Sun Conjunct Venus And while my solar year is not yet over, if all goes according to plan, the Sun will be conjunct natal Venus in the solar 9th house the day I start radiation. I don’t know for sure yet, but I’m probably going to have to spend a couple of months in Seattle.

South Node Conjunct Ascendant There was another thing in the solar return that Kay had not specifically mentioned, but that I had read about years ago in Marion March and Joan McEvers’ book, The Only Way to...Learn About Tomorrow. They spoke of the importance of the natal house that is rising in the Solar Return chart. My natal 4th house was rising,indicating a lot of activity in what I called "home and family".  Indeed, I spent a lot of time in someone else's home during my treatment and those who so generously provided it became like family to me.
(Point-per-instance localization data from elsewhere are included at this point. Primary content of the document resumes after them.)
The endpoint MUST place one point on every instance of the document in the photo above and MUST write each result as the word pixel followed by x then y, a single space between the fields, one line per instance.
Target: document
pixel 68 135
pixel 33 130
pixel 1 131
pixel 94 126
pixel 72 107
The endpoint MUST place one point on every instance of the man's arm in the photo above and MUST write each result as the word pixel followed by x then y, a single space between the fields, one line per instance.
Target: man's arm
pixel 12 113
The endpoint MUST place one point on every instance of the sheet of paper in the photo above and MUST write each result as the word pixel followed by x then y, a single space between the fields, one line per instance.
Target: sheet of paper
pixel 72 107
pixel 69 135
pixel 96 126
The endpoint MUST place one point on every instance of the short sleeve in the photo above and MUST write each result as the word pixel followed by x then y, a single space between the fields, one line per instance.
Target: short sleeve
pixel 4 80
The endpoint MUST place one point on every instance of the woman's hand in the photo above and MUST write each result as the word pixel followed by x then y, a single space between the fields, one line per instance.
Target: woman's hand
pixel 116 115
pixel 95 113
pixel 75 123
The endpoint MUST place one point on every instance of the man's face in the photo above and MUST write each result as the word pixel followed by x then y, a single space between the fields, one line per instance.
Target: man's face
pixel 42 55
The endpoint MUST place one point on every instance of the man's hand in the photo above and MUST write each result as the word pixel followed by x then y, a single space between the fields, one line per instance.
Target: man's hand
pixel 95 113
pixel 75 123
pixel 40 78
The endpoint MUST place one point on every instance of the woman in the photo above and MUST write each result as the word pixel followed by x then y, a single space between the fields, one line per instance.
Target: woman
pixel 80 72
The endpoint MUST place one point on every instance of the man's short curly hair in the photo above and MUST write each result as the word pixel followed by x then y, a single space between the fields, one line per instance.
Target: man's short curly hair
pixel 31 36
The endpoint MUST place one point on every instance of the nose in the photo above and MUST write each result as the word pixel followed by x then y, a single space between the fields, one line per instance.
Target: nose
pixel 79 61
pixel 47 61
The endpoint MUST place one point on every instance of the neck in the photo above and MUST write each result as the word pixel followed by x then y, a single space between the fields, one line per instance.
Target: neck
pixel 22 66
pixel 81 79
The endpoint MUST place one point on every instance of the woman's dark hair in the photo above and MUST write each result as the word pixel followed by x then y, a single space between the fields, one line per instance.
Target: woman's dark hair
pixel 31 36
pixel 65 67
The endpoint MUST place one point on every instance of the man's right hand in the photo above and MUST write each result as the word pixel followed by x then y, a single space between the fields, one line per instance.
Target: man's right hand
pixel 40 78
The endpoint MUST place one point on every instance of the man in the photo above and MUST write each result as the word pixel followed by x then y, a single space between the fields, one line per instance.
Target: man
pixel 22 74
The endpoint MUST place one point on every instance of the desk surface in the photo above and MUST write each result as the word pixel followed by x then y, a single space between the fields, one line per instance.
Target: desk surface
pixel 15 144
South Node Conjunct Ascendant  And finally, the solar return South Node was conjunct the Ascendant, marking an issue of the past coming into being.  After seeing transiting Jupiter conjunct the South Node in my natal 4th, this sounded like a double dose of Destiny to me. Oh, and one of my doctors told me that the definition of cancer is "uncontrolled growth".

I feel extremely lucky so far. (And that’s Jupiter too!)

Gloria Scigliano

This was originally written for publication in NCGR's Natterings eMail Newsletter. It was published in November, 2007. As it turned out, I only needed to spend one week going for radiation, twice a day. More Jupiter luck! Today, things are great. I am back to doing what I enjoy, living life, sharing my knowledge and teaching about the stars again.